Introdução: A Hipercolesterolemia Familiar (HF), doença genética autossômica dominante, caracterizada por níveis de LDL-c > 190 mg/dL e depósito extravascular de colesterol, é responsável por 5 -10% dos casos de doença coronária (DAC) precoce. Estima-se uma prevalência de 1 caso para 300 a 500 habitantes e existem quase 2.000 mutações genéticas descritas associadas ao fenótipo de HF, o que dificulta seu diagnóstico genético. Decorre de mutações nos genes que codificam o receptor da LDL (85-90%) ou na apo B e na pró-proteína convertase subtilisina/kexina 9 (PCSK9) (~5%). Esforços direcionados a identificação de indivíduos portadores de HF e de seus familiares e a instituição precoce de terapia otimizada, são aspectos importantes na prevenção da doença cardiovascular prematura e do risco de morte nessa população. 

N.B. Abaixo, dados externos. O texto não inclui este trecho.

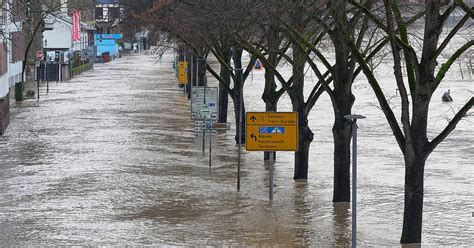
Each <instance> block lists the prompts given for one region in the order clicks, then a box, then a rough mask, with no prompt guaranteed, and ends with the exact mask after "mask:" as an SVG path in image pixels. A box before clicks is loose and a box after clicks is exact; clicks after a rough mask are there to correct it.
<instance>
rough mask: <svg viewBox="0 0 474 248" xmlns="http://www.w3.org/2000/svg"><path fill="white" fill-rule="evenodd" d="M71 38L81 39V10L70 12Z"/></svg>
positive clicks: (79, 40) (76, 10)
mask: <svg viewBox="0 0 474 248" xmlns="http://www.w3.org/2000/svg"><path fill="white" fill-rule="evenodd" d="M72 40H73V41H80V40H81V12H80V11H77V10H76V11H74V12H73V13H72Z"/></svg>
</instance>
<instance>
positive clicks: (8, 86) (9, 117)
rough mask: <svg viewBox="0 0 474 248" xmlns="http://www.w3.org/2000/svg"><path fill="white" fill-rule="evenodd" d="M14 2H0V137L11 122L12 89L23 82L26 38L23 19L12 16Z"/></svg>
mask: <svg viewBox="0 0 474 248" xmlns="http://www.w3.org/2000/svg"><path fill="white" fill-rule="evenodd" d="M14 1H16V0H4V1H0V3H1V4H2V6H1V7H2V8H1V9H0V31H1V32H2V35H1V36H0V135H2V134H3V133H4V131H5V129H6V128H7V126H8V124H9V122H10V114H9V113H10V91H11V87H12V86H13V85H15V84H16V83H18V82H20V81H21V80H22V75H21V73H22V65H23V55H24V49H25V38H24V35H23V33H22V31H21V17H20V16H18V17H13V16H12V15H11V8H12V5H13V2H14Z"/></svg>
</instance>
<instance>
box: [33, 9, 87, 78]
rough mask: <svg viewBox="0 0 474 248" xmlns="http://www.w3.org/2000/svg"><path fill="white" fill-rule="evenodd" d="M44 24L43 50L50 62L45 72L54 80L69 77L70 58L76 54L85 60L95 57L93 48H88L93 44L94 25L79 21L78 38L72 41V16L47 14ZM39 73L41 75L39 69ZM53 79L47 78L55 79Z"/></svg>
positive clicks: (59, 14) (47, 59)
mask: <svg viewBox="0 0 474 248" xmlns="http://www.w3.org/2000/svg"><path fill="white" fill-rule="evenodd" d="M45 25H46V27H47V30H45V31H44V32H43V51H44V52H45V56H48V58H47V60H48V61H49V63H51V64H50V65H49V68H46V69H47V73H48V75H49V76H51V75H53V76H52V77H53V78H54V79H56V81H62V80H68V79H70V78H71V72H70V70H68V69H69V68H70V66H69V64H70V63H71V61H70V60H71V58H73V57H74V56H76V58H79V59H82V60H85V59H86V58H88V57H95V54H94V52H93V50H94V49H91V48H90V47H91V46H94V40H93V39H94V27H92V26H89V25H87V24H85V23H83V22H81V28H80V40H76V41H74V40H73V39H72V30H73V24H72V18H71V16H69V15H67V14H66V13H63V12H59V13H54V14H50V15H48V16H47V17H46V18H45ZM91 50H92V52H91ZM88 53H91V54H88ZM42 69H44V68H42ZM39 73H40V74H39V75H42V74H41V71H40V72H39ZM41 77H42V76H41ZM54 79H48V80H50V81H55V80H54Z"/></svg>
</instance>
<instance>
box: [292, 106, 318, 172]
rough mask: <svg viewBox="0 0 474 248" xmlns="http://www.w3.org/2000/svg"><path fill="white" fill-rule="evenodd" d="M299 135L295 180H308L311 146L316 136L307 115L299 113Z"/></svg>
mask: <svg viewBox="0 0 474 248" xmlns="http://www.w3.org/2000/svg"><path fill="white" fill-rule="evenodd" d="M298 122H299V131H298V132H299V134H298V151H296V152H295V174H294V176H293V179H294V180H306V179H308V164H309V146H310V145H311V142H312V141H313V137H314V134H313V132H312V131H311V129H310V128H309V126H308V117H307V115H306V114H301V113H298Z"/></svg>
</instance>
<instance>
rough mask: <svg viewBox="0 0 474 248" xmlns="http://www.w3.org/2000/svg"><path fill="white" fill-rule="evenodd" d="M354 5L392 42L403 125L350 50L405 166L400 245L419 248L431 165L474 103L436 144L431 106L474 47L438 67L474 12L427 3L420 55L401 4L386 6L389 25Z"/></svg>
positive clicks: (450, 58)
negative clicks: (456, 20)
mask: <svg viewBox="0 0 474 248" xmlns="http://www.w3.org/2000/svg"><path fill="white" fill-rule="evenodd" d="M354 4H355V5H357V6H358V7H360V8H361V9H363V10H364V12H365V14H366V15H368V16H370V17H371V19H372V20H373V21H374V22H375V23H376V24H377V25H378V26H379V27H381V28H382V29H383V30H384V31H385V32H386V33H387V35H388V37H389V40H390V45H391V48H392V56H393V62H394V75H395V79H396V82H397V86H398V90H399V91H400V96H401V118H400V121H401V123H399V122H398V121H397V119H396V117H395V114H394V112H393V110H392V109H391V107H390V105H389V103H388V100H387V98H386V97H385V96H384V93H383V91H382V89H381V87H380V82H379V81H378V80H377V79H376V77H375V76H374V73H373V71H372V70H370V67H369V65H368V62H367V60H366V58H365V57H364V56H363V55H362V54H361V53H360V51H359V50H358V49H357V48H356V47H355V46H354V44H353V43H351V42H349V44H350V45H351V48H352V51H353V54H354V56H355V57H356V58H357V60H358V62H359V63H360V65H361V67H362V68H363V71H364V73H365V75H366V77H367V78H368V81H369V83H370V85H371V86H372V88H373V90H374V92H375V94H376V97H377V100H378V101H379V104H380V106H381V109H382V111H383V112H384V114H385V117H386V119H387V121H388V123H389V125H390V127H391V129H392V131H393V135H394V136H395V138H396V140H397V143H398V146H399V148H400V150H401V151H402V153H403V157H404V160H405V205H404V217H403V230H402V235H401V240H400V241H401V243H420V242H421V234H422V216H423V195H424V194H423V192H424V191H423V190H424V188H423V183H424V170H425V163H426V160H427V158H428V156H429V155H430V154H431V152H433V150H434V149H435V148H436V147H437V146H438V145H439V144H440V143H441V142H442V141H443V140H444V139H446V137H448V135H449V134H450V133H451V132H452V131H453V130H454V129H455V127H456V125H457V124H458V123H459V121H461V119H462V118H463V117H464V116H466V114H467V113H468V111H469V110H470V109H471V108H472V105H473V104H474V98H473V97H471V98H470V99H469V100H468V101H467V102H466V103H465V104H464V106H463V107H462V108H461V109H460V110H459V111H458V112H457V113H456V114H455V115H454V116H453V117H452V119H451V121H450V122H449V124H448V125H447V126H446V127H445V128H444V130H443V131H441V133H439V134H438V135H437V136H436V137H435V138H434V139H432V140H431V141H430V140H429V139H428V114H429V105H430V102H431V98H432V96H433V93H434V91H435V90H436V89H437V88H438V86H439V85H440V83H441V82H442V81H443V79H444V77H445V75H446V72H447V71H448V70H449V69H450V68H451V66H452V65H453V64H454V63H455V61H456V60H457V59H458V58H459V57H460V56H461V55H462V54H463V53H464V52H465V51H466V50H468V49H469V48H470V47H472V46H473V45H474V41H473V40H468V41H466V42H465V43H464V44H462V45H461V46H459V47H458V49H457V50H456V51H455V52H454V53H453V54H452V55H451V56H450V58H449V59H448V60H447V61H446V62H445V63H444V64H442V65H441V66H440V67H437V59H438V58H439V56H440V54H441V53H442V52H443V50H445V48H446V47H447V45H448V44H449V43H450V42H451V41H452V39H453V37H454V36H455V35H456V33H457V32H458V31H459V30H460V28H462V27H463V26H464V24H465V23H466V22H467V21H468V20H470V19H472V18H473V10H472V8H469V7H468V6H467V5H466V4H465V3H464V1H460V0H455V1H452V3H448V2H447V1H434V0H427V1H426V2H425V5H424V6H423V7H424V8H423V10H422V13H424V18H425V21H424V29H423V31H424V33H423V36H422V38H421V41H420V42H419V43H420V44H422V45H421V46H422V47H421V50H418V49H416V47H415V46H414V45H413V44H416V40H415V39H416V37H410V36H409V25H408V21H407V20H406V17H405V16H404V15H403V14H402V11H401V8H400V6H399V4H398V3H397V2H396V1H393V0H384V6H385V15H386V18H385V21H383V20H380V19H379V18H377V17H375V16H373V15H372V13H371V11H370V10H369V9H367V8H364V7H362V6H360V5H359V4H358V3H357V2H356V1H354ZM455 9H460V10H462V11H464V13H465V15H464V17H463V18H461V19H460V20H458V21H457V23H456V24H455V25H454V26H453V28H452V29H450V30H449V33H448V34H447V35H446V37H444V39H441V38H440V35H441V32H442V30H443V27H444V25H445V24H446V21H447V19H448V17H449V16H450V15H451V14H452V12H453V11H454V10H455ZM403 64H404V65H405V67H403ZM404 75H406V78H405V77H404ZM406 85H407V86H408V88H407V87H406ZM410 108H411V113H410Z"/></svg>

Objetivos e métodos: A partir de um caso índice, familiares submeteram-se a rastreamento em cascata, através de revisão de prontuário com dados lipídicos e estudo genético (sequenciamento pelo método de Sanger). 

Resultados: Caso índice: feminino, 28 anos, obesidade grau I. EF: xantomas tendinosos e arco corneano. Dois irmãos falecidos por infarto agudo do miocárdio (38 e 42 anos). Laboratório: Colesterol Total (CT) 646; LDL-c 575; HDL-c 50; Triglicérides 107.  Teste ergométrico positivo para isquemia, cintilografia miocárdica: área de 2,9% de isquemia em parede anterior, fração de ejeção de 54%. Cinecoronariografia: lesão 40% 1/3 médio da ACD. Familiares: Mãe (71a): CT 259; LDL-c 174; HDL-c 66; Triglicérides  95. Filha (2a): CT 226; LDL-c  132 ; HDL-c 39; Triglicérides  95. Irmã (47a): CT 231; LDL-c 134; HDL-c 74; Triglicérides 114. Irmã (42 a) em uso de atorvastatina 80mg/dia (níveis de CT > 400 inicial): CT 242; LDL-c 182; HDL-c 49; Triglicérides 53. Irmã (40a): CT 167; LDL-c  109; HDL-c 40; Triglicérides 84. Irmã (33a): CT 517; LDL-c 446; HDL-c 59; Triglicérides 61 mg/dL. Convocados para estudo genético: caso índice, filha, mãe e 2 irmãs. Não foram encontradas mutações na região codificadora e regiões flanqueadoras dos exons do gene que codifica o gene LDLR. Inserções/deleções no gene LDLR ou mutações no gene da apo B ou PCSK9 podem estar implicadas no fenótipo clínico.

 

Conclusão: O rastreamento clínico e laboratorial são essenciais para a identificação precoce e tratamento de portadores de HF, prevenindo o aparecimento da doença aterosclerótica. Nesta família o estudo genético não encontrou as mutações mais comuns no gene LDLR.